Se trata de un silencio que tiene que ser elocuente con la vida, que es disposición para la escucha de la voz de Dios en la propia existencia, y que no tiene nada que ver con la cerrazón huraña o con la hosca mudez en la que, con demasiada frecuencia, pretendemos esconder nuestra falta de autocomprensión de nuestra propia realidad y, obviamente, de los acontecimientos que vivimos a lo largo de las horas, del tiempo y del espacio.

En el silencio interior, a veces obligado, se fragua y crece la vida en el Espíritu o la vida espiritual. Ese silencio no es lo opuesto a la palabra, es lo opuesto al ruido y a la distracción permanente. Este silencio es también condición indispensable para que se dé el diálogo con el Huésped interior y con aquellos seres humanos que lo hacen visible: los que siempre resultan marginados y silenciados, los que no cuentan porque no interesa que cuenten, los que no son significativos porque les restamos constantemente significatividad y dignidad. Esos Aaquellos” son cada una de las personas que, sabiéndolo o no, son el rostro visible del Dios invisible” (Mt 25, 31-46). Ninguneados por la sociedad y engrandecidos en el Reino de Dios que construimos día a día [15].

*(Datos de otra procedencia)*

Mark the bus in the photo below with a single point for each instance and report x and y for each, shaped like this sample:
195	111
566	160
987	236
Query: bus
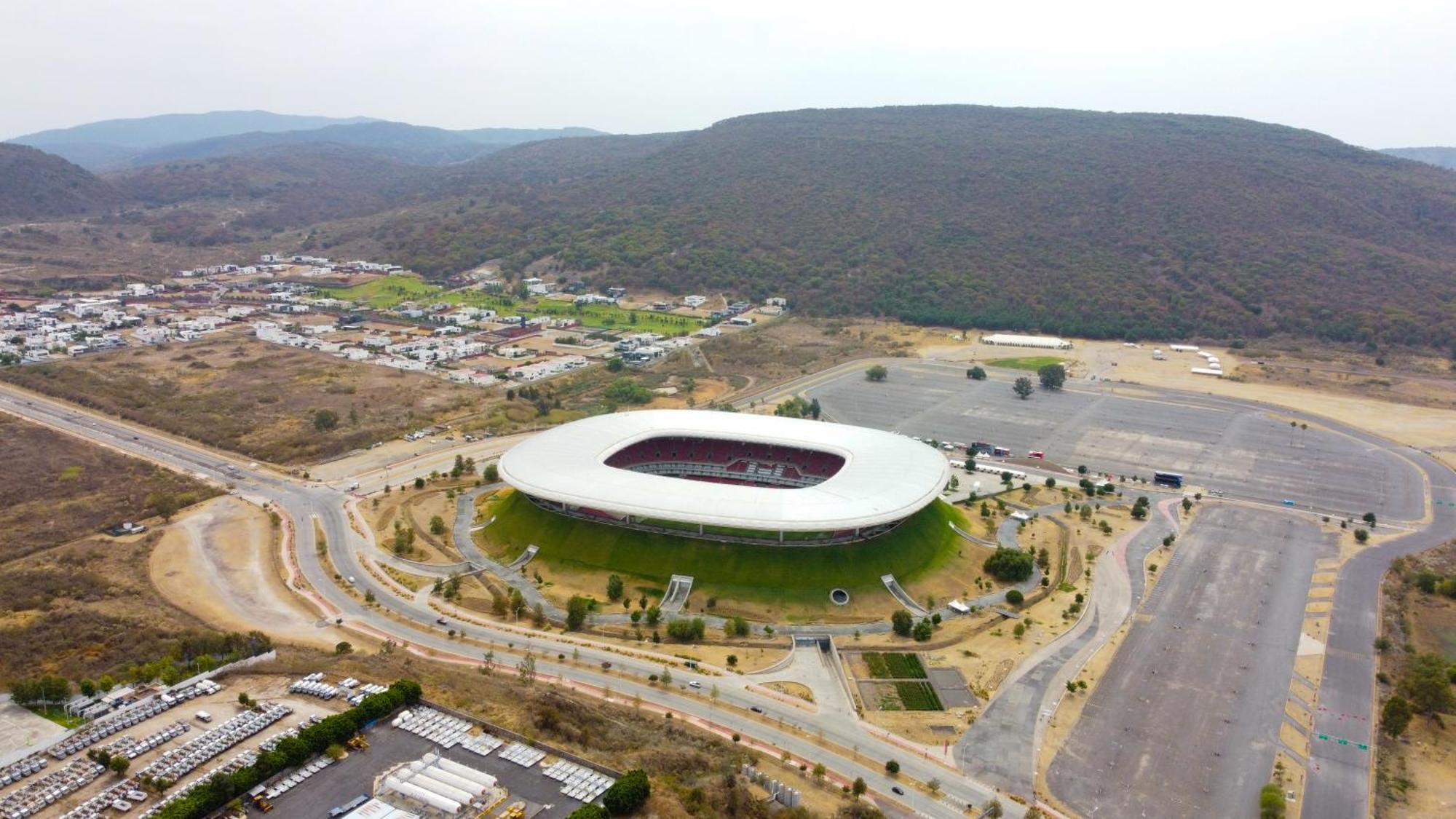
1168	480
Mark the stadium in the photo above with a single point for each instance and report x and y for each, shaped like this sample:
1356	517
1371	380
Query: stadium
729	477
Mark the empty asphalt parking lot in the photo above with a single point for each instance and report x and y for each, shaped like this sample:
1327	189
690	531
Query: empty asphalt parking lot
1186	721
1241	451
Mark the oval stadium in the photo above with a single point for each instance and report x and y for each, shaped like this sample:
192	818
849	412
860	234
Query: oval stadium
729	475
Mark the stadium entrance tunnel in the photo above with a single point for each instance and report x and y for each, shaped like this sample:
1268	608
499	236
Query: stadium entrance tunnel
721	534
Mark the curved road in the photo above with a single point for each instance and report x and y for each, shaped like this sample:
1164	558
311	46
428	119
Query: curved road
848	748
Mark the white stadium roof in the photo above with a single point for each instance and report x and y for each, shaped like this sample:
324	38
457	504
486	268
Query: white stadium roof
885	478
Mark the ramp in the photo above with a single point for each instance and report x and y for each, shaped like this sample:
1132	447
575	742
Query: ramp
678	590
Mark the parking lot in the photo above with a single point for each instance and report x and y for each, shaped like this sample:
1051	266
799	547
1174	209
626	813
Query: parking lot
356	774
1219	445
1186	721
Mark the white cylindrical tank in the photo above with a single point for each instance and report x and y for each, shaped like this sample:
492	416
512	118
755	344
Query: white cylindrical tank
472	787
481	777
443	788
429	797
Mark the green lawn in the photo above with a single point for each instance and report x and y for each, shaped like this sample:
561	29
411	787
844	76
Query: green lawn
918	697
385	293
803	574
389	292
895	665
1027	362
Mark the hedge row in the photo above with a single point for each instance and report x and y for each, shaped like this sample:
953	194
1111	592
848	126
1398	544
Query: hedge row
292	752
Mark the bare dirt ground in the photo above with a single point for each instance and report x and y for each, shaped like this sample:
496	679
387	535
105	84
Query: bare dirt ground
21	727
58	487
1416	774
1346	387
84	609
219	564
251	397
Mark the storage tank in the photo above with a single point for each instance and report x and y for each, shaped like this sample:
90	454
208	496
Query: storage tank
456	780
487	780
443	788
429	797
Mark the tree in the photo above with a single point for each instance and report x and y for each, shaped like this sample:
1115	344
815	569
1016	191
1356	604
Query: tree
325	420
1428	685
1008	564
924	630
628	794
1272	802
902	622
526	669
1396	714
577	609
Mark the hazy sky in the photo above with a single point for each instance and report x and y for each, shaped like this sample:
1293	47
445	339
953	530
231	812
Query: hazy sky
1372	74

Intentado una conclusión de lo siempre abierto

La experiencia de Dios en la vida cotidiana es acercamiento apasionado al mundo de Dios y a las cosas de Dios, en las cosas que nos pasan y por las que pasamos cada día. Esto supone que vivimos, en efecto, dentro de una realidad concreta, hecha de relaciones concretas, positivas, gozosas y constructoras en ocasiones y muchas veces, demasiadas tal vez, negativas y destructoras. Y aquí entra todo: relaciones familiares, vecinos, amigos, trabajo, acontecimientos que nos superan de manera absoluta...

La experiencia así entendida consiste en la forma peculiar en que la vida va poniendo la realidad en nuestras manos, y supone, en este sentido, algo previo, que existe y en lo que nos vivimos. Viene a ser algo así como la existencia de un campo visual, dentro del cual son posibles múltiples y diversas perspectivas, según el punto desde el cual nos situemos ante la realidad y sus complejas manifestaciones.

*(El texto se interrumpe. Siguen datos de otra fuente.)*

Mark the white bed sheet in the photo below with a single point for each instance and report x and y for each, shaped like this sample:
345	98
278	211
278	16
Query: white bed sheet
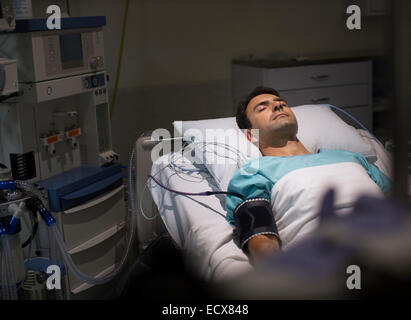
197	223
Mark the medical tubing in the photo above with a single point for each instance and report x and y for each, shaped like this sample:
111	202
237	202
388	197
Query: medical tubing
205	193
170	160
8	279
67	257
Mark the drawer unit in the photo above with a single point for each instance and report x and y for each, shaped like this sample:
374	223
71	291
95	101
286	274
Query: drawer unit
317	76
98	261
85	223
342	96
345	84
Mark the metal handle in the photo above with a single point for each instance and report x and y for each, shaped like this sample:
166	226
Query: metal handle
320	100
321	77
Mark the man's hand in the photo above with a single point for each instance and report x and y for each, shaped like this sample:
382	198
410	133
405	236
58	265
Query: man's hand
262	246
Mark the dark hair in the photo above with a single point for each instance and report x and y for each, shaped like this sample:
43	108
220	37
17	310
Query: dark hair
242	120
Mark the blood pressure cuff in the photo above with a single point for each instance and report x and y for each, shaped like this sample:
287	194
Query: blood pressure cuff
253	217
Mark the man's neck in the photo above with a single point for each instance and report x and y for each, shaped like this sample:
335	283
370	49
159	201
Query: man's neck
289	148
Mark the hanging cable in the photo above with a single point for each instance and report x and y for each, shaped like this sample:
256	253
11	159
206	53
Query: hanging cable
120	58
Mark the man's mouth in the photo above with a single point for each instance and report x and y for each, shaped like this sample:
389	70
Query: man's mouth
280	115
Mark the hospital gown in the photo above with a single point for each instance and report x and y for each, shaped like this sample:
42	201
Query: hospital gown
294	185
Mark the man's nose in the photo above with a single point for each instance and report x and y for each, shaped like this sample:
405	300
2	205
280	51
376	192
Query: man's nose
278	107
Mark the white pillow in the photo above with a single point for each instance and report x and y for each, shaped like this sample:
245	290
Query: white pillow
318	127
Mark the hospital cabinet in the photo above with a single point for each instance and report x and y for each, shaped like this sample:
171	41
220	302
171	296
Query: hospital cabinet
346	83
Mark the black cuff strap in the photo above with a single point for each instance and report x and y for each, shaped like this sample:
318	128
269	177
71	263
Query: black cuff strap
253	217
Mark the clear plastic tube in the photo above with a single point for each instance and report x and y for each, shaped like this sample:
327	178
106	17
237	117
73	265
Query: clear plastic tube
8	283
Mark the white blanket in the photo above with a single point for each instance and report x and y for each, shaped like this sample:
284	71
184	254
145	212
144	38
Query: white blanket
296	198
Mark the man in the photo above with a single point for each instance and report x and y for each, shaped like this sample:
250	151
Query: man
254	220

El problema, a mi entender, es que, precisamente lo cotidiano de nuestra vida personal puede llegar a convertir ese campo visual, más que en un balcón abierto hacia el Horizonte Infinito, en una cada vez más estrecha rendija a través de la cual pretendemos ver y conocer todo lo que acontece en la inmensidad del universo y de la historia. Y, algo que vemos o sentimos o experimentamos, cada vez con un margen de apertura más limitada es nuestra relación con la Transcendencia Divina. Por muchas razones:

- por la influencia de lo que podríamos llamar la cultura de la tecnocracia pragmática,

- por las incoherencias entre lo que la religión predica acerca de la Divinidad y lo que la comunidad creyente, nosotros y nosotras dentro de ella, olvida vivir en relación a esa Divinidad,

- por ese afán de globalizar todo e incluir en ese todo incluso la Aexperiencia de Dios”, como si Dios fuera un producto más de la sociedad humana y de los sistemas de convivencia o de intolerancia que creamos a todos los niveles... [16]

Voy a terminar esta reflexión con unas palabras de la pensadora María Zambrano que, sin estar directamente vinculadas al tema que nos ocupa, pueden ayudarnos a entender la universalidad de eso que hemos venido llamando: experiencia de Dios en la vida cotidiana. Porque, quién nos puede impedir sentir que experimentar a Dios en la vida de cada día es como salir de la realidad para entrar más profundamente en ella, de una manera que no podemos ni imaginar ni mucho menos programar? La “experiencia de Dios” es el cada instante en el que vivimos, lleno de una luz que se nos da tan gratuitamente como el nuevo día, que siempre amanece:

“Salimos del presente para caer en el futuro desconocido, pero sin olvidar el pasado, nuestra alma está cruzada por sedimentos de siglos, son más grandes las raíces que las ramas que ven la luz. Es en la hora del amanecer, trágica y de aurora en que las sombras de la noche comienzan a mostrar su sentido y las figuras inciertas comienzan a desvelarse ante la luz, la hora de la luz en que se congregan pasado y porvenir” [17].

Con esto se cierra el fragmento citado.